Use Alternate Authentication Material

Adversaries may use alternate authentication material, such as password hashes, Kerberos tickets, and application access tokens, in order to move laterally within an environment and bypass normal system access controls.

Authentication processes generally require a valid identity (e.g., username) along with one or more authentication factors (e.g., password, pin, physical smart card, token generator, etc.). Alternate authentication material is legitimately generated by systems after a user or application successfully authenticates by providing a valid identity and the required authentication factor(s). Alternate authentication material may also be generated during the identity creation process.[1][2]

Caching alternate authentication material allows the system to verify an identity has successfully authenticated without asking the user to reenter authentication factor(s). Because the alternate authentication must be maintained by the system—either in memory or on disk—it may be at risk of being stolen through Credential Access techniques. By stealing alternate authentication material, adversaries are able to bypass system access controls and authenticate to systems without knowing the plaintext password or any additional authentication factors.

ID: T1550
Sub-techniques:  T1550.001, T1550.002, T1550.003, T1550.004
Tactics: Defense Evasion, Lateral Movement
Platforms: Office 365, SaaS, Windows
Data Sources: Authentication logs, OAuth audit logs, Office 365 audit logs
Defense Bypassed: System Access Controls
Version: 1.0
Created: 30 January 2020
Last Modified: 16 September 2020

Procedure Examples

Name Description

UNC2452 used forged SAML tokens that allowed the actors to impersonate users and bypass MFA, enabling UNC2452 to access enterprise cloud applications and services.[3]


Mitigation Description
Privileged Account Management

Limit credential overlap across systems to prevent the damage of credential compromise and reduce the adversary's ability to perform Lateral Movement between systems.

User Account Management

Enforce the principle of least-privilege. Do not allow a domain user to be in the local administrator group on multiple systems.

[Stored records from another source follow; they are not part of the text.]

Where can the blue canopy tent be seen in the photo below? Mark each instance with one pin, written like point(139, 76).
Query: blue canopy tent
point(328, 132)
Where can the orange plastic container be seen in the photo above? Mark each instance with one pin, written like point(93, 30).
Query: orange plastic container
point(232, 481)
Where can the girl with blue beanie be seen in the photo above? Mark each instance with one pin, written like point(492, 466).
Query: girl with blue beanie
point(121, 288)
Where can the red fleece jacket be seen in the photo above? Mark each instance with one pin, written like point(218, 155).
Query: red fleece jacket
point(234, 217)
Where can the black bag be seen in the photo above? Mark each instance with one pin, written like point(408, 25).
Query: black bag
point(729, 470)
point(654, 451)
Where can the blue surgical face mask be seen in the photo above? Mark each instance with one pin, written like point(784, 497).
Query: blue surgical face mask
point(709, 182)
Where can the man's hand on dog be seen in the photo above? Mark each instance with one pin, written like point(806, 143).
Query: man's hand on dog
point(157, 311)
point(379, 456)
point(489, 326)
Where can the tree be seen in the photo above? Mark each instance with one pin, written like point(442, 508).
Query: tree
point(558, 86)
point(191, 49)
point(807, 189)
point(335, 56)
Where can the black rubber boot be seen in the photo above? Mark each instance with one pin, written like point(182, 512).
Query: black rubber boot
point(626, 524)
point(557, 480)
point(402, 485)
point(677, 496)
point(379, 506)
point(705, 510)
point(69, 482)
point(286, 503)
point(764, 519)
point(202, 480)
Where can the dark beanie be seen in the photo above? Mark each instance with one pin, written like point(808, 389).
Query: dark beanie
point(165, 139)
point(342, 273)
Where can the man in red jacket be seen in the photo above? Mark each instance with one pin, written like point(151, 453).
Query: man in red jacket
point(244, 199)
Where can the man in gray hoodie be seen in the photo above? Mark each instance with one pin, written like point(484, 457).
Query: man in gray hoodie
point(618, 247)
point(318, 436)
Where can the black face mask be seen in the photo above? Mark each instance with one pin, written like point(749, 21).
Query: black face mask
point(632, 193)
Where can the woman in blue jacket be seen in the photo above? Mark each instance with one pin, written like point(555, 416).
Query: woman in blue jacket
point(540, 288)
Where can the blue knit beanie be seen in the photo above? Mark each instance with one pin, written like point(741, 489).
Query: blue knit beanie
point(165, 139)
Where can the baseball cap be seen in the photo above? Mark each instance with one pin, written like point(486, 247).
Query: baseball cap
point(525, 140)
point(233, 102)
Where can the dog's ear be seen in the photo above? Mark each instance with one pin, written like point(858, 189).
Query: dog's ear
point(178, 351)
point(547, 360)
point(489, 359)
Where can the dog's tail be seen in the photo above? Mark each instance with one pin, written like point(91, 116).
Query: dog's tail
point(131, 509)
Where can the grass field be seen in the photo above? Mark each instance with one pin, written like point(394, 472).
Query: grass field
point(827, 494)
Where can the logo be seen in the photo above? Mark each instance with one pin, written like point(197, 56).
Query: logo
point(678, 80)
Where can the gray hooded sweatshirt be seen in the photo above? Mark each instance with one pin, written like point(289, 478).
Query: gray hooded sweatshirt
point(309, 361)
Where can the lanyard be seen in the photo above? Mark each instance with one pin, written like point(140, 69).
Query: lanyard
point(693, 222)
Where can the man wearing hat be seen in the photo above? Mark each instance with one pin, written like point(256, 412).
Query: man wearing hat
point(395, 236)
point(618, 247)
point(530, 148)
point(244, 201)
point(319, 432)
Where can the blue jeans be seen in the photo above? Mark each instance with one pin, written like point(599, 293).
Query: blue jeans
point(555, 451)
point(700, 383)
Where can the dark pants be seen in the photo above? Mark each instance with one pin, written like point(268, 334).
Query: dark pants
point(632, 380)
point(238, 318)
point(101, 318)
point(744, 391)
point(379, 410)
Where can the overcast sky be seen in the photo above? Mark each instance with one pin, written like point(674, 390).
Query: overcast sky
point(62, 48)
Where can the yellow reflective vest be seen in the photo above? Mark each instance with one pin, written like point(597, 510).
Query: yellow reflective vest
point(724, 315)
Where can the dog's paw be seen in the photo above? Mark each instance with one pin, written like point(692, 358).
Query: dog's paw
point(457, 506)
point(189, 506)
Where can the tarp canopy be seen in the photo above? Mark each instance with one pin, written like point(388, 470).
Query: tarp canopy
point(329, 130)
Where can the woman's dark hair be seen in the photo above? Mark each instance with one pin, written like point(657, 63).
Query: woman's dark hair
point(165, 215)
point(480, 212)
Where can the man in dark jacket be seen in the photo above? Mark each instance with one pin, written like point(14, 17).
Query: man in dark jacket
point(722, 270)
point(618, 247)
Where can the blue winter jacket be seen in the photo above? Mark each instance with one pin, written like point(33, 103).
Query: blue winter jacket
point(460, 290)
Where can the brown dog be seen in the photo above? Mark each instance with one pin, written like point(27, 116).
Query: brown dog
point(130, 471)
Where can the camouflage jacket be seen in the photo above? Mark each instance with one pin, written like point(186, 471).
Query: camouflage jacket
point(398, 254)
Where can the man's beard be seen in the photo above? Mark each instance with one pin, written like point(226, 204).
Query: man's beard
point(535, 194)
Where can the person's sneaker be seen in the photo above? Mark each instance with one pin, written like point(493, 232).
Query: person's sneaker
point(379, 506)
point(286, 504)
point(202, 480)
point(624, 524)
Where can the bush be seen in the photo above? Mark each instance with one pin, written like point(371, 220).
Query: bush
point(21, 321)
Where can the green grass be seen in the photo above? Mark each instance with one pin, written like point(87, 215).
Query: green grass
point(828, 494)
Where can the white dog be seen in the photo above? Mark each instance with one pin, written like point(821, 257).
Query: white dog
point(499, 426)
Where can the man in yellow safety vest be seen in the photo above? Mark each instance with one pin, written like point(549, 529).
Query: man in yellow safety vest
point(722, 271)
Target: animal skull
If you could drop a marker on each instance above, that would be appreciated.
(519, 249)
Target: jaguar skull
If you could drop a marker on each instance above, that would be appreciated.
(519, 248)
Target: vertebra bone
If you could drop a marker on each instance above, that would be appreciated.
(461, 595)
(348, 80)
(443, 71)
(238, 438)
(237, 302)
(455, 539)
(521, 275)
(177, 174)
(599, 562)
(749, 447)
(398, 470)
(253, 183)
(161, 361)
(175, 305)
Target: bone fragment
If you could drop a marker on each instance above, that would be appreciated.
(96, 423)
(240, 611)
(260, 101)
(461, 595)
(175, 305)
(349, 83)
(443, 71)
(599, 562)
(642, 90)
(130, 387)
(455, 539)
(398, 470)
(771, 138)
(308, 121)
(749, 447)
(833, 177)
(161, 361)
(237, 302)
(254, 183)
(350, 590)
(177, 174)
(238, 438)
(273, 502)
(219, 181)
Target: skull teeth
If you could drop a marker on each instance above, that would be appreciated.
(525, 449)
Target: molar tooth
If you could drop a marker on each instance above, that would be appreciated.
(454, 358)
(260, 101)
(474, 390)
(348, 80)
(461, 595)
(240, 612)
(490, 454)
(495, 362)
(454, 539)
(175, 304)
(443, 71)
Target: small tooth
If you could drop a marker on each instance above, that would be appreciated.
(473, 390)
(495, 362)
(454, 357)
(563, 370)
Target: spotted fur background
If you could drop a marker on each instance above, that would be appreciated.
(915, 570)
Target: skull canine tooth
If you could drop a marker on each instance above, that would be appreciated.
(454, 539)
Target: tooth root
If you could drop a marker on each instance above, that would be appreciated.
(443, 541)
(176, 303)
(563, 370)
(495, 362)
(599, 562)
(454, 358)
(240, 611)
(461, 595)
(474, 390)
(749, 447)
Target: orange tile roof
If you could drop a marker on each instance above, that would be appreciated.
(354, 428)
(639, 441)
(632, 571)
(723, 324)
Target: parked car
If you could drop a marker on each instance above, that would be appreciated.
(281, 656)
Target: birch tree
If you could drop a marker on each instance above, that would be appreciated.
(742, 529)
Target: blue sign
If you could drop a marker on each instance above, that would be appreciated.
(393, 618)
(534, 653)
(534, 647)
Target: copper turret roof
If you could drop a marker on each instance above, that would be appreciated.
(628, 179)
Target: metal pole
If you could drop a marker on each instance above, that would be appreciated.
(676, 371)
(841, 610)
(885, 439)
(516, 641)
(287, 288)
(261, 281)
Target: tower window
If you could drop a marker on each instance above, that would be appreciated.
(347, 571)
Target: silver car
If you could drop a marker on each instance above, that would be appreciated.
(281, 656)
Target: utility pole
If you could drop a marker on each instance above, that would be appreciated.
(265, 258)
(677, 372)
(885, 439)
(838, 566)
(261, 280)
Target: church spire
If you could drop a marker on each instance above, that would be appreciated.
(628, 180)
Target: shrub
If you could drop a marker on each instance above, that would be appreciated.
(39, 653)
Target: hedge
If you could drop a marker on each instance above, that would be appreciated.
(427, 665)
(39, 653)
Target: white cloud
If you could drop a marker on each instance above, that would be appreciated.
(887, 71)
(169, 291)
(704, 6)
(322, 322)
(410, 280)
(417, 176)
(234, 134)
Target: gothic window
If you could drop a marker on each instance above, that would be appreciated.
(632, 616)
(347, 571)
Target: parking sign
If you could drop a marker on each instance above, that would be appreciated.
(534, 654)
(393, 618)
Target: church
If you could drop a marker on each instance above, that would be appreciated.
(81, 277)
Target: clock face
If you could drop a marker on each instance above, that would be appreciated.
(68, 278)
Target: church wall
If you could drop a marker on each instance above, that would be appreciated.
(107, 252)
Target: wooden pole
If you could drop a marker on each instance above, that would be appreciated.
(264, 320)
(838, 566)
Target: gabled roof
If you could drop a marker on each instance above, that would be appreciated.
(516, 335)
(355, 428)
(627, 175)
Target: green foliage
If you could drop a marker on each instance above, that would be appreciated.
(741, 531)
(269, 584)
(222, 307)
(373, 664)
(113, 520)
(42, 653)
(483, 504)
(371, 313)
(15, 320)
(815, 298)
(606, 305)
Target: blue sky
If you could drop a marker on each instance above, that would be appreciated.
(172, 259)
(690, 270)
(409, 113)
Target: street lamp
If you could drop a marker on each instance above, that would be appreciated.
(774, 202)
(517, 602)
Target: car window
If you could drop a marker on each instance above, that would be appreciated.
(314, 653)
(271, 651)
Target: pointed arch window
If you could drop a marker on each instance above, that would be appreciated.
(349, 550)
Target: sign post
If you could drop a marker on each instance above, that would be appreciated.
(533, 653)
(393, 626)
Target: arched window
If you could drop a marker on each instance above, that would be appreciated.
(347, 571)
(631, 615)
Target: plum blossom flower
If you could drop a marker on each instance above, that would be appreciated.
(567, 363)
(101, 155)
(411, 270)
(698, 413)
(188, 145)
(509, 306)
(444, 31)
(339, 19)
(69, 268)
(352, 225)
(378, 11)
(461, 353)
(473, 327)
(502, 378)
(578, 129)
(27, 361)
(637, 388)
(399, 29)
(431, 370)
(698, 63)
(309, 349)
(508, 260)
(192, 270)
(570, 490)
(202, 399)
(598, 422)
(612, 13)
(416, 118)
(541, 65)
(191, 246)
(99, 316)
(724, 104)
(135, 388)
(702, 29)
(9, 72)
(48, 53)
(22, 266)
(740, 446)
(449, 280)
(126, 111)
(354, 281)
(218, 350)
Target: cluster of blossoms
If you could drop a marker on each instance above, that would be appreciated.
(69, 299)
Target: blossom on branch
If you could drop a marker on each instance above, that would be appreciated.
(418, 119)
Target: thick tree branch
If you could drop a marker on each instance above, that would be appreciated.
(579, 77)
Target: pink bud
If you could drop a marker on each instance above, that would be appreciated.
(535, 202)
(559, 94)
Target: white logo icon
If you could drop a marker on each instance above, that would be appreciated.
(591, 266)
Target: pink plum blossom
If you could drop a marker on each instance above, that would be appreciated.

Configure robust, consistent account activity audit policies across the enterprise and with externally accessible services.[4] Look for suspicious account behavior across systems that share accounts, either user, admin, or service accounts. Examples: one account logged into multiple systems simultaneously; multiple accounts logged into the same machine simultaneously; accounts logged in at odd times or outside of business hours. Activity may be from interactive login sessions or process ownership from accounts being used to execute binaries on a remote system as a particular account. Correlate other security systems with login information (e.g., a user has an active login session but has not entered the building or does not have VPN access).